Before I start, let me just say this: I realize this is a paleo website. I realize that brown rice is NOT paleo, and neither is dairy. I realize that some paleo purists might be offended by finding this recipe on a paleo website. But here’s the thing, the word “paleo” doesn’t define me. Sure, my body feels better when I stick to paleo-friendly foods, which I do stick to them the majority of the time. But I don’t allow myself to feel tied down and held back from living life by the paleo lifestyle 100% of the time. I’m not comfortable with restricting foods from my diet just because someone else tells me to. I will however, restrict a specific food if my body tells me to. At the end of the day, I’m all about food-whole, natural, beautiful food. There are certain non-paleo foods like brown rice and raw dairy that my body does tolerate on occasion. So, when the mood strikes and I really get a hankering for some down home, comfort food, these are foods are typically included in the mix.

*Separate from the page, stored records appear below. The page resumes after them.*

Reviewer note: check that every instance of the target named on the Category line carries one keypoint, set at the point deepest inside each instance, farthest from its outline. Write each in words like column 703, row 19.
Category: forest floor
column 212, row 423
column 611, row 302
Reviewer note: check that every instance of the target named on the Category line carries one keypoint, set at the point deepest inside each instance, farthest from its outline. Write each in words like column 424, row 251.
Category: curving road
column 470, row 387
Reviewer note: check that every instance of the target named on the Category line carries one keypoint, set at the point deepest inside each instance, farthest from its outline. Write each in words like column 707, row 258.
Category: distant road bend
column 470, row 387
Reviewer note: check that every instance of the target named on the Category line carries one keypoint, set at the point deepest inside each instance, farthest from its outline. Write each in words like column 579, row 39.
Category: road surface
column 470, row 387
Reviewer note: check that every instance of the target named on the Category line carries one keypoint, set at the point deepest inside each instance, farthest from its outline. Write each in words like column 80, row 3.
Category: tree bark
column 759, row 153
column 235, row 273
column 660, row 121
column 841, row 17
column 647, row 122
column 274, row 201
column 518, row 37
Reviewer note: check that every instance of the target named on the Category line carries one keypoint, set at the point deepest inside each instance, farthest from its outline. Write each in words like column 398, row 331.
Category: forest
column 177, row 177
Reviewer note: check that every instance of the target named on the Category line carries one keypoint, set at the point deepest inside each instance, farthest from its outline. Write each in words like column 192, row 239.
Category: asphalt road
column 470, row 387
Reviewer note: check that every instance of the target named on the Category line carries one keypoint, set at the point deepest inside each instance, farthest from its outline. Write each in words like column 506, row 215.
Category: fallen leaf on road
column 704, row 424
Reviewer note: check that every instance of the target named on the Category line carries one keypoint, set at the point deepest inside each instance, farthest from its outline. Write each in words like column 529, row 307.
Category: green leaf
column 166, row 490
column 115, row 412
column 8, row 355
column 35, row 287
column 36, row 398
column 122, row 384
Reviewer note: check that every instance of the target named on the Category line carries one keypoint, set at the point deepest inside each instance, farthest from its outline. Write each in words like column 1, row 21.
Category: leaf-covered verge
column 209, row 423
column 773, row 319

Speaking of comfort foods, does anyone else keep up with all the happenings of The Pioneer Woman? Is it just me, or does her food always look amazing? I have 3 of her 4 cookbooks, and there was a period of about a year where I would keep up with her page on a daily basis, eagerly waiting to see what she would come out with next. Though I might not be quite as obsessed these days, I’ve been known to pull one of her books out of the cabinet and just look through all of the recipes, admire the pictures, and read the stories. As enjoyable as this is, sometimes it’s equally painful. Obviously, her recipes aren’t exactly paleo or even anywhere near gluten-free. This is a problem for me when I’m drooling over her cinnamon roll pictures. It becomes my automatic goal to alter each recipe enough to where I can eat it but to still be as close to the original as possible. In her first book, she has this amazing recipe for macaroni and cheese. Not only does it look fairly easy, but it looks incredibly delicious. I knew from the first time I saw it that I needed it in my life, STAT. The only way it would work would be to get rid of the gluten, and use raw dairy or find a substitute for it. Since cheese is near impossible to substitute in mac and cheese (I’ve done it when on a limited eating plan, but it’s not something I would choose when given a choice of the real thing), and now that I have access to raw dairy from our fabulous CSA, I went with the raw dairy route. Not to toot my own horn or anything, but I’d say it’s one of the best gluten-free pasta dishes I’ve ever had. It definitely puts the easy-mac and boxed macaroni and cheese to shame (ok that might not be saying a lot, but just trust me). It’s ok if you have a box or two in the pantry-I’m not judging. Goodness knows I lived off of the stuff as a kid. But if you’re looking for a healthier angle on macaroni and cheese while still enjoying all the rich, cheesy goodness, this recipe definitely doesn’t disappoint! So, without further ado, I give you macaroni and cheese.
*You can find the original Pioneer Woman recipe here.
Macaroni and Cheese
4 cups/1 package brown rice macaroni (I like this brand)
1 egg, beaten
1/4 cup (1/2 stick or 4 tablespoons) butter
1/4 cup tapioca flour
2 1/2 cups whole milk
2 heaping teaspoons dry mustard
1 lb cheddar cheese, grated (a food processor is perfect for this)
1 teaspoon salt
1/2 teaspoon black pepper
- Cook the macaroni according to the package
- Pre-heat the oven to 350° and butter a dutch oven or baking dish
- In a large pot, melt the butter and sprinkle in the flour
- Whisk this together over medium-low heat for 5 minutes. It’s important to whisk constantly so it doesn’t burn
- Add the milk and dry mustard, and whisk until smooth. Cook for another 5 minutes or until thick. It’s again important to whisk continuously. Once thick, reduce the heat to low
- Take about 1/4 cup of the sauce and slowly pour it into the beaten egg to temper it. Make sure to whisk constantly to avoid having a scrambled egg on your hands.
- Add in the egg mixture to the sauce, and whisk until smooth
- Now it’s time for the cheese!! Add all of it into the sauce except for about 1/2 cup. Mix until melted
- Now add the salt and pepper. It’s important to taste the sauce at this point to make sure that there’s enough salt.
- Pour in the cooked, drained macaroni and stir to combine. Then, pour into dutch oven or baking dish
- Sprinkle the remaining 1/2 cup of cheese on top, and bake for 25 minutes or until happy, melty, and golden.
- Let cool for a minute or two, then dive in!